By Andrew Gans
14 Nov 2007
The League of American Theatres and Producers and Local One, the stagehands union, will return to the negotiating table this coming weekend.
A statement from the League and Local One issued Nov. 14 reads: "Talks have been scheduled between Local One and The League of American Theaters and Producers beginning this weekend, at an undisclosed place and time. No interviews or comment from either organization will be issued until further notice."
The union, whose contract with the League ended July 31, has been on strike since Nov. 10. That strike has darkened 27 Broadway theatres. Only eight productions — Xanadu, The Ritz, Mauritius, Mary Poppins, Cymbeline, Pygmalion, The 25th Annual Putnam County Spelling Bee, Young Frankenstein — have been up and running since that time. These shows are either presented by Broadway's nonprofit sector or are housed in theatres whose contracts with Local One are separate.
For months, producers and the union had been hashing out issues of work assignments, setting of a production's run crew, load-in costs and labor minimums. Those talks were ultimately unfruitful, and on Nov. 10 the union began its strike.
The first show affected by the strike was the 11 AM performance of Dr. Seuss' How the Grinch Stole Christmas.

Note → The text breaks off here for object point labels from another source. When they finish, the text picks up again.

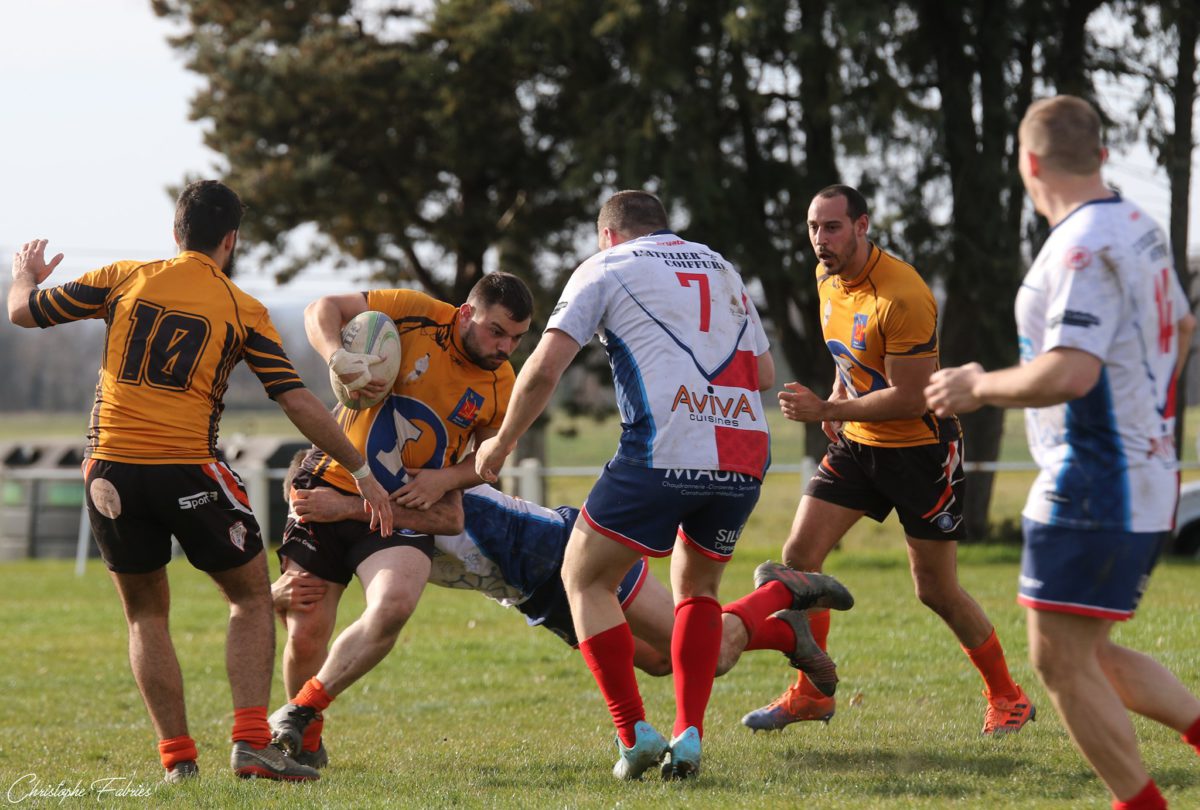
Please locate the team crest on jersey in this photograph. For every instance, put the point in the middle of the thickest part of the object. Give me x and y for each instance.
(465, 413)
(238, 535)
(858, 334)
(1077, 258)
(406, 432)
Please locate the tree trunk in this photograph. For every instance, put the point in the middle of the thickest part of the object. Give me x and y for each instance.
(1179, 171)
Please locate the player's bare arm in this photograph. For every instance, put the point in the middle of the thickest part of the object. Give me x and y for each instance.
(310, 417)
(533, 389)
(328, 505)
(904, 397)
(29, 269)
(1057, 376)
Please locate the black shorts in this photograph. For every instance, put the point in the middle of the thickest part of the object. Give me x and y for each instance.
(135, 509)
(925, 485)
(334, 551)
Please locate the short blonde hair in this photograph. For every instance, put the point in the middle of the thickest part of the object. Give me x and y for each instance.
(1065, 133)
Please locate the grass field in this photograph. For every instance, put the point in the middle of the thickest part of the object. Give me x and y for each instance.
(475, 709)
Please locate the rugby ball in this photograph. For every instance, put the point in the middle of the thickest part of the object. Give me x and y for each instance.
(370, 333)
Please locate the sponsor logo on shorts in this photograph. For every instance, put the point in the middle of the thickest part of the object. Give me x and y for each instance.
(946, 521)
(197, 499)
(238, 535)
(712, 407)
(858, 335)
(468, 408)
(725, 540)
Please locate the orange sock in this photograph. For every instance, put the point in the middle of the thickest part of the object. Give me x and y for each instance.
(1149, 798)
(313, 695)
(819, 622)
(250, 726)
(177, 749)
(989, 659)
(312, 733)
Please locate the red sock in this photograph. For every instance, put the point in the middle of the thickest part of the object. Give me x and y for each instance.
(773, 634)
(177, 749)
(1147, 799)
(695, 646)
(1192, 736)
(312, 733)
(610, 655)
(250, 726)
(819, 622)
(989, 659)
(313, 695)
(760, 604)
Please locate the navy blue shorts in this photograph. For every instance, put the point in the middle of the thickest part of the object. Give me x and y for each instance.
(1084, 571)
(646, 509)
(547, 605)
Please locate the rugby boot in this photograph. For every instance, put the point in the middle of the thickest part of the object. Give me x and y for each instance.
(683, 756)
(793, 706)
(809, 588)
(288, 724)
(808, 657)
(646, 753)
(268, 762)
(1007, 717)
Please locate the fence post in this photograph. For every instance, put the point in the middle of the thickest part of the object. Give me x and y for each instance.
(259, 499)
(529, 481)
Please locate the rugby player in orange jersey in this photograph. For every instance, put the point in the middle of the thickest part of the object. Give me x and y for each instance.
(177, 328)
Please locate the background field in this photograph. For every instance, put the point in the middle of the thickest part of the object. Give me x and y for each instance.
(475, 709)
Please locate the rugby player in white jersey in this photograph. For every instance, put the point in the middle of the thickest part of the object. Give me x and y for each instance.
(1103, 329)
(689, 358)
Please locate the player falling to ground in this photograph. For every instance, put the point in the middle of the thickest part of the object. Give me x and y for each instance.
(175, 329)
(1103, 329)
(689, 357)
(888, 451)
(453, 388)
(511, 551)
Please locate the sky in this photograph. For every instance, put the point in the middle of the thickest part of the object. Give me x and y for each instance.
(94, 107)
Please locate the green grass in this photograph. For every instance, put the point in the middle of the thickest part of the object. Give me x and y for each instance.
(475, 709)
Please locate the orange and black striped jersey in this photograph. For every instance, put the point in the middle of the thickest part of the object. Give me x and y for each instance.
(175, 329)
(888, 310)
(439, 399)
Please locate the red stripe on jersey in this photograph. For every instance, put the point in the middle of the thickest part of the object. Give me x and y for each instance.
(742, 372)
(742, 451)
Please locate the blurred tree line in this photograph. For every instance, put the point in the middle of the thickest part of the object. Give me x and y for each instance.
(426, 141)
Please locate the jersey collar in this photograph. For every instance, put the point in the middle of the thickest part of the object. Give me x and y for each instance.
(203, 258)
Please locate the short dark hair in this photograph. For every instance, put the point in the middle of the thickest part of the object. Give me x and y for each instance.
(207, 210)
(505, 289)
(856, 204)
(633, 214)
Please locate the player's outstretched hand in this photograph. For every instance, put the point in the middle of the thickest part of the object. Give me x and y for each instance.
(953, 390)
(30, 262)
(424, 489)
(801, 405)
(297, 591)
(490, 457)
(378, 502)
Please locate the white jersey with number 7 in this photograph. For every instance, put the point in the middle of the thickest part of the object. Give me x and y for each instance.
(683, 340)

As evidence of a slowdown in theatre-district restaurant business trickles in, the economic impact on the shows themselves has been swift: according to the grosses released Nov. 13 by the League, both Jersey Boys and Wicked, which usually lead the pack, were down nearly half-a-million dollars apiece without their lucrative weekend performances. For the Nov. 5-11 week, Jersey Boys and Wicked took in, respectively, $732,840 and $852,843; the previous week those shows grossed $1,217,333 and $1,335,757. The picture was grimmer for shows already struggling before the work stoppage.